I have spent an entire day going around in circles trying to solve this problem. I've been through similar questions on SO and still no luck. Apologies if I've missed an obvious solution in my searches. This is my first day trying out Python so I am a complete newbie. I am trying to build a scraper for LinkedIn and I can't get past the logging in stage.
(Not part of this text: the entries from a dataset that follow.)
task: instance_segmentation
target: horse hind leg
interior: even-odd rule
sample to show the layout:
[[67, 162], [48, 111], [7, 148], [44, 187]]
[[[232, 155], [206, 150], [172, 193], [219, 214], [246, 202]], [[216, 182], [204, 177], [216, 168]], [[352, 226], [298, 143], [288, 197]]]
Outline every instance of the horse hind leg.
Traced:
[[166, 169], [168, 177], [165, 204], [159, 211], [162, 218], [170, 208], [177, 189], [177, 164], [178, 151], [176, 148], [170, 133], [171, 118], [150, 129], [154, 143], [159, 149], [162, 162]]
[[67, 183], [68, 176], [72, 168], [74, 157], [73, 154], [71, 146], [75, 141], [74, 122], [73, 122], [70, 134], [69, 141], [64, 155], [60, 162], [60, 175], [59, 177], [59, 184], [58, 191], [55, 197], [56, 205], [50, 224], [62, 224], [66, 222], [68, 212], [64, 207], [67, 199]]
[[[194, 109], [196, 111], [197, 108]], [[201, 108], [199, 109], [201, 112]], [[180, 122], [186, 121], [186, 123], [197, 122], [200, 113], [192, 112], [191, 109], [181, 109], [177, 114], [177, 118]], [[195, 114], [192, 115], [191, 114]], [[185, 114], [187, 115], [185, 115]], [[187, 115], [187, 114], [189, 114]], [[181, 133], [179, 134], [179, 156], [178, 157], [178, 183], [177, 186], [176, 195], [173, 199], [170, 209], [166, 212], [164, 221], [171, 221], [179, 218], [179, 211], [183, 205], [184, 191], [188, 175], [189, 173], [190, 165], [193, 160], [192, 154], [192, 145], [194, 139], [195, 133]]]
I have tried many different variations of code but here is one that I understand the most:
from bs4 import BeautifulSoup
import urllib.request
import requests
client = requests.Session()
LOGIN_URL = 'https://www.linkedin.com/uas/login'
# get source code of the page
with urllib.request.urlopen('https://www.linkedin.com/uas/login') as
url:
s = url.read()
print(s)
soup = BeautifulSoup(s, "html.parser")
print(s)
csrf = soup.find(id="loginCsrfParam-login")['value']
login_information = {
'session_key':'email@gmail.com',
'session_password':'password',
'loginCsrfParam': csrf,
}
client.post(LOGIN_URL, data=login_information)
I am getting the below error and have no clue how to get around this:
Traceback (most recent call last): File "G:...\LinkedIn\testlogin3.py", line 16, in csrf = soup.find(id="loginCsrfParam-login")['value'] TypeError: 'NoneType' object is not subscriptable
Is anyone able to provide any insight or help me correct the code? Thanks in advance.